Netanjahu will jetzt mit aller Macht und ALLEN (!) Mitteln die Etablierung eines unabhängigen Palästina-Staates verhindern, welcher den Palästinensern völkerrechtlich zustünde, weil dieser Plan dem nationalistischen Ziel seiner LIKUD- Partei total zuwiderläuft, die einen "Staat" Palästina westlich des Jordans AUSSCHLIESST. Das Gebiet der Westbank ist nach den Statuten des LIKUD-Blocks für "Groß-Israel" vorgesehen.
Geradezu anrührend wirkt der damals noch hoffnungsvolle Kommentar von Amos Oz, 1996
http://www.zeit.de/1996/2...
Ernüchternd und warnend dagegen die aktuelle Analyse von MOSHÉ MACHOVER vom 15. Nov. 2012
http://www.hintergrund.de...
Wem und was also wollen Obama und Merkel eigentlich wirklich "den Rücken stärken"?
Die Großmacht-Phantasien eines Eroberers?
Natürlich kann sich die israelische Regierung nur mit Protestaktionen nicht zufrieden geben! Jeder hat das Recht auf Selbstverteidigung! Doch jeder weiß, daß bei kriegerischen Handlungen hauptsächlich die Unschuldigen leiden! Da brauchen sich die Palästinenser nicht zu beschweren wenn es Tote in ihrer Zivilbevölkerung gibt, da sie sich feige hinter der Zivilbevölkerung verstecken und gerade dort ihre Raketenabschußbasen positionieren!
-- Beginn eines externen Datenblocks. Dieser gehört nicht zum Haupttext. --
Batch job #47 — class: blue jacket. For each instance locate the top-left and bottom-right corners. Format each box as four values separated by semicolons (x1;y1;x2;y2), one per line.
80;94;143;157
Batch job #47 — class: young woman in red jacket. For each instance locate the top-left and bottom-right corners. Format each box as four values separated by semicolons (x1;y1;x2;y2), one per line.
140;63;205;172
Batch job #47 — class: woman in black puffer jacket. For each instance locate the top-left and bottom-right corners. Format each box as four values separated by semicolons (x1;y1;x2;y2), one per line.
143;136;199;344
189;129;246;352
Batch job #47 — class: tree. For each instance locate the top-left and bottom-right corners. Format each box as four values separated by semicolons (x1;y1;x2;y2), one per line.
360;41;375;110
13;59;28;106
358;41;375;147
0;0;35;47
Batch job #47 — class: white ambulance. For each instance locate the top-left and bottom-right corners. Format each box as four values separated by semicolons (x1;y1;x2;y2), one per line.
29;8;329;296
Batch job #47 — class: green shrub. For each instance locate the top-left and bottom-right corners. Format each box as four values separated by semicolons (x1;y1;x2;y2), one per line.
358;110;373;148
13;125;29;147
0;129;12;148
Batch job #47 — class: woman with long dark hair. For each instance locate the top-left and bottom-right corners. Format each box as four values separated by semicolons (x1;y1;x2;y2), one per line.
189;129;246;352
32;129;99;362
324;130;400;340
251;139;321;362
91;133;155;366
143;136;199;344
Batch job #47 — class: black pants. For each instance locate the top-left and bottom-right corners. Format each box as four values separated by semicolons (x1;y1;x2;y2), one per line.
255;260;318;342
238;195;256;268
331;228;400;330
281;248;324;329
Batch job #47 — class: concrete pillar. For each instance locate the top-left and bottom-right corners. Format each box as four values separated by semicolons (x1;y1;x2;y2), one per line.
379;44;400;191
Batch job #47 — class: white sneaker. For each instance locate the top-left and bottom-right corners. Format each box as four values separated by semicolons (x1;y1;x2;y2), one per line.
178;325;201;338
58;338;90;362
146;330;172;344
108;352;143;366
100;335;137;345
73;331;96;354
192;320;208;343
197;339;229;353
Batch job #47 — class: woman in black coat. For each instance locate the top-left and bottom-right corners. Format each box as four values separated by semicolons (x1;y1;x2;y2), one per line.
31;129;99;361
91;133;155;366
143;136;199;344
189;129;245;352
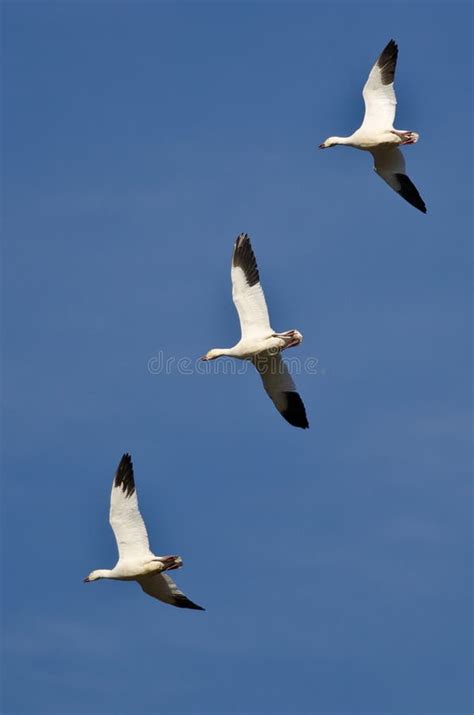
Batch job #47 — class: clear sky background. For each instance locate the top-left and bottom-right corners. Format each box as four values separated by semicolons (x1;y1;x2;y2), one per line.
1;2;473;715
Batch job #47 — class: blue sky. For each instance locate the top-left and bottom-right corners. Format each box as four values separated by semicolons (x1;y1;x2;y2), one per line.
2;2;472;715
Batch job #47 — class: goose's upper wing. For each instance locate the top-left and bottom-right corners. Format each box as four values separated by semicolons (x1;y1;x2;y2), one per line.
253;353;309;429
231;233;271;338
137;573;205;611
361;40;398;131
109;454;153;559
371;146;426;214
Mit einer derartig faschistoiden Siedlungspolitik allerdings nimmt wohl kein seriös denkender Mensch der israelischen Regierung auch nur einen Funken von Friedenswillen ab!
Leider finden die friedliebenden Israelis, die diese Siedlungspolitik ablehnen, nicht genug Gehör unter den politisch Verantwortlichen!
Als leuchtendes Beispiel für die Verständigung zwischen Israelis(Juden) und Arabern(Muslime)ist die Arbeit des großartigen Pianisten ,Dirigenten und Humanisten Daniel Barenboim mit seinem Friedensorchester! Auch wenn sich Daniel Barenboim in der israelischen Kneset bei der Verbreitung seiner humanistischen Thesen eine "blutige Nase" geholt hat, sollten die israelischen Verantwortlichen endlich einmal zur Kenntnis nehmen--
Barenboims Weg ist der einzig gangbare!
In seinem Friedensorchester sind Musiker aller Bevölkerungsgruppen gleichberechtigt und unter Gewährung aller Menschenrechte tätig!